Lembrou-se do delírio que se viveu em Coimbra, quando no Teatro Gil Vicente foi passada durante algumas semanas a ópera rock « Jesus Christ Superstar ». Foi nesse louco e estranho ambiente de união entre o sentimento cristão e uma excepcional música rock, que Álvaro conhecera Catarina. Ela sentara-se à frente dele e ambos se observaram.

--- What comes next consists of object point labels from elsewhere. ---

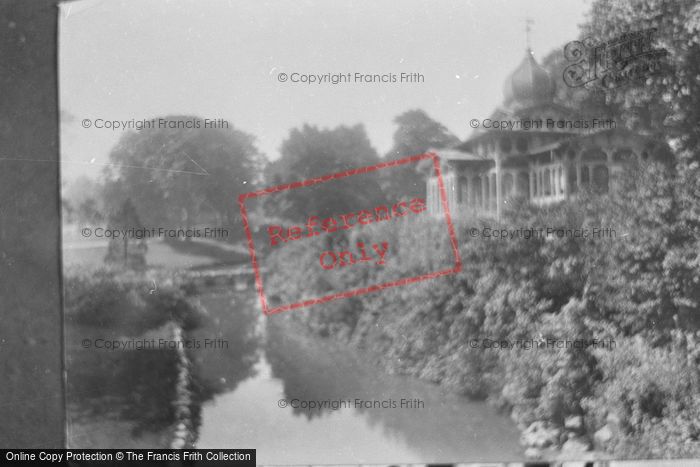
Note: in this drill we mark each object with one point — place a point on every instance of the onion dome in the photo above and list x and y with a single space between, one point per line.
528 85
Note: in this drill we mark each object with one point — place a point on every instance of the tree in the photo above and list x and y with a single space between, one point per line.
176 176
666 104
311 152
118 250
416 134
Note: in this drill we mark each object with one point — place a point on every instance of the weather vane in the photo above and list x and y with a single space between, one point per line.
528 23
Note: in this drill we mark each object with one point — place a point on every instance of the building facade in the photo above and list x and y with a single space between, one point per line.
534 149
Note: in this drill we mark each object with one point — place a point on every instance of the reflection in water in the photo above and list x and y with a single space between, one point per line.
294 366
127 398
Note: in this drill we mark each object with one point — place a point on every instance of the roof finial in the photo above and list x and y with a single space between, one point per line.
528 23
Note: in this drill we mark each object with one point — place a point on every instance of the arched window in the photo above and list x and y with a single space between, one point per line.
571 178
521 144
623 155
476 192
585 178
522 186
506 145
507 185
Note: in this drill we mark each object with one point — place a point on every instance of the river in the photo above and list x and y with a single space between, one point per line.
292 368
250 392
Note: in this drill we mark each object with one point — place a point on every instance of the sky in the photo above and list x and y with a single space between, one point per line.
142 59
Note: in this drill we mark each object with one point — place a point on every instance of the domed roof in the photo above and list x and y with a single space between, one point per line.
529 84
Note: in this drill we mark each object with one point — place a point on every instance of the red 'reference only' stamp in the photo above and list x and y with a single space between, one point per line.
333 260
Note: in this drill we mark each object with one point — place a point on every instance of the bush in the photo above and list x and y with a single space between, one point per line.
127 301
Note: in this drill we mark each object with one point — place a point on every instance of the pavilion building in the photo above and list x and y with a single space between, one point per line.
534 149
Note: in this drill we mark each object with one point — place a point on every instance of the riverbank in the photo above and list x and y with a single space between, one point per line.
602 371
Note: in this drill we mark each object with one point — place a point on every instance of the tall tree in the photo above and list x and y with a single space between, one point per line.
311 152
416 134
174 175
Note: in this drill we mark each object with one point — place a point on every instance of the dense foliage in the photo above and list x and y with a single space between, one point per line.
130 302
638 288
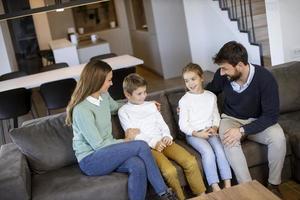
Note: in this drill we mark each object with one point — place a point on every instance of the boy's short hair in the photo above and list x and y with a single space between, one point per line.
232 52
192 67
132 82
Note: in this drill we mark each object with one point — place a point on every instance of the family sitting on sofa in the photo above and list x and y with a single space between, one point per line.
250 109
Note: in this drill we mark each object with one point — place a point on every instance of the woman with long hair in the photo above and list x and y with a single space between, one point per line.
98 153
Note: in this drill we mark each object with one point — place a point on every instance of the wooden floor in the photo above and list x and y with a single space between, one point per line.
290 190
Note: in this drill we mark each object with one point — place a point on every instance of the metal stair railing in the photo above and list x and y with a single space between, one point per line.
242 12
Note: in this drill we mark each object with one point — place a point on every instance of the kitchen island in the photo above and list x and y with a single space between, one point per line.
87 49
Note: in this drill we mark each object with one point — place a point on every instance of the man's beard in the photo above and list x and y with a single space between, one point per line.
235 77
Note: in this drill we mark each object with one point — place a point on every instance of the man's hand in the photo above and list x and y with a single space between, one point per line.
205 133
232 136
167 140
160 145
131 133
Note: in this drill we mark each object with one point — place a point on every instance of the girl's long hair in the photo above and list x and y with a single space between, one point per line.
91 80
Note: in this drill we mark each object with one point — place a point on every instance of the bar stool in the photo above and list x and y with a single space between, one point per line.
12 75
53 67
57 94
14 103
103 56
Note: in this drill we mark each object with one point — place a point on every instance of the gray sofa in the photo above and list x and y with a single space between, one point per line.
40 163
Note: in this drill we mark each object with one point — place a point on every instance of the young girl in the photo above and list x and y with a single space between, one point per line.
98 153
199 120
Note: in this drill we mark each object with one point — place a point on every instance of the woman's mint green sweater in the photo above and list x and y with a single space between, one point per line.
92 126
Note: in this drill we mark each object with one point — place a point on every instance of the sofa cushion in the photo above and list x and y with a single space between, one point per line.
69 183
287 76
46 143
15 177
173 96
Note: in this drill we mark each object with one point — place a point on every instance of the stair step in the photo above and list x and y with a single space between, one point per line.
257 8
261 33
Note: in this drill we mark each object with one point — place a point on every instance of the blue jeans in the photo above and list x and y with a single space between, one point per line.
211 150
134 158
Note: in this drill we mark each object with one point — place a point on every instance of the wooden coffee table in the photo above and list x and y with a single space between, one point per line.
247 191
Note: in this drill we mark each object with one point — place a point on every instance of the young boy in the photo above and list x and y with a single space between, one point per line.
146 119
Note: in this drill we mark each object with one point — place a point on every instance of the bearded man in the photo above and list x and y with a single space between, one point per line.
250 109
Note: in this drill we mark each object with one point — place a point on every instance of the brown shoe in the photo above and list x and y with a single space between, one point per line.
275 190
169 195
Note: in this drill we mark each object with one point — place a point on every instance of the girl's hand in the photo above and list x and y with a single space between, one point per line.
131 133
213 130
205 134
167 140
160 146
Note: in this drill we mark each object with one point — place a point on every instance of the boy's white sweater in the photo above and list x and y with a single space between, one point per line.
147 118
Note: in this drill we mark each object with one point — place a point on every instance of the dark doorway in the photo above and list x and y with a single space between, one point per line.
23 37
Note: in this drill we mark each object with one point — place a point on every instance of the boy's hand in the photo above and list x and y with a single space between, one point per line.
213 130
160 146
131 133
205 134
157 104
167 140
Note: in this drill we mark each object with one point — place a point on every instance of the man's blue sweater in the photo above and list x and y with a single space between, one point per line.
260 100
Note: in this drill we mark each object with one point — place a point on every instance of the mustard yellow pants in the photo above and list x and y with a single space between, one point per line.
189 164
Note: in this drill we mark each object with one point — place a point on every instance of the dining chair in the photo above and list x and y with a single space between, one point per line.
47 54
53 67
57 94
14 103
116 90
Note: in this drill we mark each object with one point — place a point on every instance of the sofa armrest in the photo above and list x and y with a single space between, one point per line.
295 141
15 176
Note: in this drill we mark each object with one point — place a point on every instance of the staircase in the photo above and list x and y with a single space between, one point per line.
251 18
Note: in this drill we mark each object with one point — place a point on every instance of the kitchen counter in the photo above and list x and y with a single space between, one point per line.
64 51
87 49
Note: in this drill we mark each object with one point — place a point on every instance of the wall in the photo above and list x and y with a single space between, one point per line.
119 38
172 36
144 43
208 29
165 46
59 23
41 24
283 17
8 61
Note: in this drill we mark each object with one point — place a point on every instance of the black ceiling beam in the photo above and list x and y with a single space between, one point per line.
32 11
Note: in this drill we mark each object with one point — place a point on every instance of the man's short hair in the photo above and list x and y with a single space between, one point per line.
132 82
232 52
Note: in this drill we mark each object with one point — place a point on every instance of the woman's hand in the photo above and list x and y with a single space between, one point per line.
160 145
131 133
167 140
205 134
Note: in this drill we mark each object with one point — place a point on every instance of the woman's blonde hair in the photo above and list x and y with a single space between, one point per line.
192 67
91 80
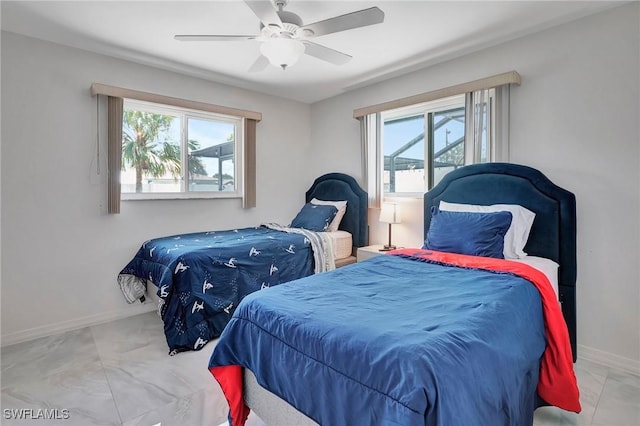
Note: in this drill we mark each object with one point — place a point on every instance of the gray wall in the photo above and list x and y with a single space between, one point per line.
61 251
575 117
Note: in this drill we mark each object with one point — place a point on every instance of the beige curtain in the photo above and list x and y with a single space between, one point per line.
114 148
249 199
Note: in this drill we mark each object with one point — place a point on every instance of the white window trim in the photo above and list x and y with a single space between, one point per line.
184 114
423 108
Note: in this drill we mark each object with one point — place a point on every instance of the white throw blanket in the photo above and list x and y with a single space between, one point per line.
321 245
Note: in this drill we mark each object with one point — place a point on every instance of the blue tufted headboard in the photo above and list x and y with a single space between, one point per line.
339 187
553 234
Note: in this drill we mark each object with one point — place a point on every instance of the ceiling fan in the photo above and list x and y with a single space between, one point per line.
284 37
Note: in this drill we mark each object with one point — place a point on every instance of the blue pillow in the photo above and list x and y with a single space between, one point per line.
315 217
475 234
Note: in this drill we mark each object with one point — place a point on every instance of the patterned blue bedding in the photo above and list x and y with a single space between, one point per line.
201 277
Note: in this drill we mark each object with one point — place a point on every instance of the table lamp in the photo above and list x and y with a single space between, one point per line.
389 213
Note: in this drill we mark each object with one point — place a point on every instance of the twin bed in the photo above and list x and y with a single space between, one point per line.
200 278
420 336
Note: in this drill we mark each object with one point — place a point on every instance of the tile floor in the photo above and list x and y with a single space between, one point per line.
119 373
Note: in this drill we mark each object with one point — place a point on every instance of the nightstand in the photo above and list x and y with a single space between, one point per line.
367 252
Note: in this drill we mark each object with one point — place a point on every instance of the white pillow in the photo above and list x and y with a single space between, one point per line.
342 209
518 233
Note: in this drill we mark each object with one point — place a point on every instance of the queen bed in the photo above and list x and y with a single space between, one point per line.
419 336
200 278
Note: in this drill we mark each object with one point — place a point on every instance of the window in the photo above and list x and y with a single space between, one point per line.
421 144
172 152
410 144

Quando no ecrã, Madalena cantava a faixa « I Don’t know how to love him », Álvaro aproximou-se da nuca dela e sussurrou-lhe aos ouvidos:- « deliciosa e desconhecida loirinha, não queres ser a Madalena da minha vida? ». Ela nada respondeu, mas no final do filme, quando abandonava o seu lugar, olhou-o com os seus celestiais olhos verdes e sorrindo perguntou-lhe:- « tens coragem para seres Cristo? ». Nesse momento Álvaro teve a certeza de que ali, numa incógnita tarde de Domingo, encontrara uma diva que queria enriquecer os seus dias.
Abraçado a Catarina, inspirando o cheiro do seu cabelo, flutuava com ela ao sabor da música que docemente lhes inflamava a paixão, já de si arrebatadora. Vagueou com os olhos pelos outros jovens que como ele cativos estavam da canção sedutora, que do gira discos fluía numa harmoniosa alegria de viver. E lembrou-se que muito brevemente iria deixar de usar calças « à boca de sino », a moda que os jovens adoravam. E não as vestiria por um longo período, porque todo o tempo futuro seria uma época, apenas e só do camuflado. Com ele iria viver a guerra, iria ver matar, iria ver morrer, iria matar e poderia... para quê pensar?

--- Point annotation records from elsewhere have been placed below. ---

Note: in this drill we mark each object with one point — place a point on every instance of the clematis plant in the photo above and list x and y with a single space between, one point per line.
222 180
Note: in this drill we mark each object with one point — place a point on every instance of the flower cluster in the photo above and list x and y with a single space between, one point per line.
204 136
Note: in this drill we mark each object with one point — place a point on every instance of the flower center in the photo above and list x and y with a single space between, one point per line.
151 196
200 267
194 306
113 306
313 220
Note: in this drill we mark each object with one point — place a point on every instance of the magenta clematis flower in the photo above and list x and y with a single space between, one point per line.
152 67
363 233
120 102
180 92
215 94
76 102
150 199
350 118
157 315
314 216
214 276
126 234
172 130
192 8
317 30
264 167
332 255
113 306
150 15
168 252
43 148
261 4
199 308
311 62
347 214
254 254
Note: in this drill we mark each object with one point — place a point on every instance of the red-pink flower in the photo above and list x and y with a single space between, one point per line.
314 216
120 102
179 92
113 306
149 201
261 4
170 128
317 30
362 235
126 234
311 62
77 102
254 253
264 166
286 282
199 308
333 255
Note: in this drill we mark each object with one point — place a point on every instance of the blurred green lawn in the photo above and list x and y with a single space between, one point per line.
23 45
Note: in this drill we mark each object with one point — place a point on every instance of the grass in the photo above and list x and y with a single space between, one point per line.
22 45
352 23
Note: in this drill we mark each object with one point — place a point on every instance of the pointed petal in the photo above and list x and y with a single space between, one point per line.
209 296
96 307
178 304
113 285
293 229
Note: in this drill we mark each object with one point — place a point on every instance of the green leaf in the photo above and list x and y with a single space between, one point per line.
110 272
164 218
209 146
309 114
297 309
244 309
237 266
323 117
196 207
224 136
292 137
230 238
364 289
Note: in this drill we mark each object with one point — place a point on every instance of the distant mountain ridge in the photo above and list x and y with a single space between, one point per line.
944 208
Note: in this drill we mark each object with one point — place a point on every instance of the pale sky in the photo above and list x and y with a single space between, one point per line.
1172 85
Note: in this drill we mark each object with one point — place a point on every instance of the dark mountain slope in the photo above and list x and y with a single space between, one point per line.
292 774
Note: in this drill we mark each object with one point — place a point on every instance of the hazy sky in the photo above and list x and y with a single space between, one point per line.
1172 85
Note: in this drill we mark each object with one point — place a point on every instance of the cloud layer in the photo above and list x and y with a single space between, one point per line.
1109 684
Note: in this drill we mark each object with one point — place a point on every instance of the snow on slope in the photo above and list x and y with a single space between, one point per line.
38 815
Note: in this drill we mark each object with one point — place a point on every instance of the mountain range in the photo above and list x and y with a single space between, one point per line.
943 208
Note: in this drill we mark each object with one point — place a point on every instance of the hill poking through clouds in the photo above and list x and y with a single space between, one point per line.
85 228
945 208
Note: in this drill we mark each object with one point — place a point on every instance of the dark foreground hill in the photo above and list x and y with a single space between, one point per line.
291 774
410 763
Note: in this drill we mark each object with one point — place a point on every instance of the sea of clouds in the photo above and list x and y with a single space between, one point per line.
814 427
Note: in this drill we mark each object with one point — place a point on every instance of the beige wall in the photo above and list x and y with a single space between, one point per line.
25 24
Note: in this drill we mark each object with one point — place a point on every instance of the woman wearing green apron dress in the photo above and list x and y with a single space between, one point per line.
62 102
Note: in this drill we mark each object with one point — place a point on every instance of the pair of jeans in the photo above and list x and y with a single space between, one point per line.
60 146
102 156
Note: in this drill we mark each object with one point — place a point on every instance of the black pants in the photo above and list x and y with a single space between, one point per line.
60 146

Recuou ao passado recente em que pela primeira vez conhecera Mafra e tomara contacto com o imenso « Calhau ». Fora no « Calhau » , no Convento de Mafra, onde estava instalada a Escola Prática de Infantaria, também conhecida pela sigla « EPI», que fora incorporado no C.O.M, o Curso de Oficiais Milicianos, de que muito se orgulhava. Mafra ficara sem segredos para si. No Alto da Vela, na extensa planície onde estava o velho e ferrugento carro de combate, no vale escuro, na pista do P.D.I., nos quatro caminhos e na Tapada Real conquistara a patente de aspirante, da qual se despedira havia poucos dias, quando às portas de viajar até Angola, fora promovido a alferes. Recordação pouco consentânea com o ambiente de festa que o envolvia. Mas se todos ali estavam, era porque ele estava na tropa e a tropa o levava para longe. Se o amor o envolvia, a tropa também. Afinal, talvez aquela recordação não fosse tão desajustada assim.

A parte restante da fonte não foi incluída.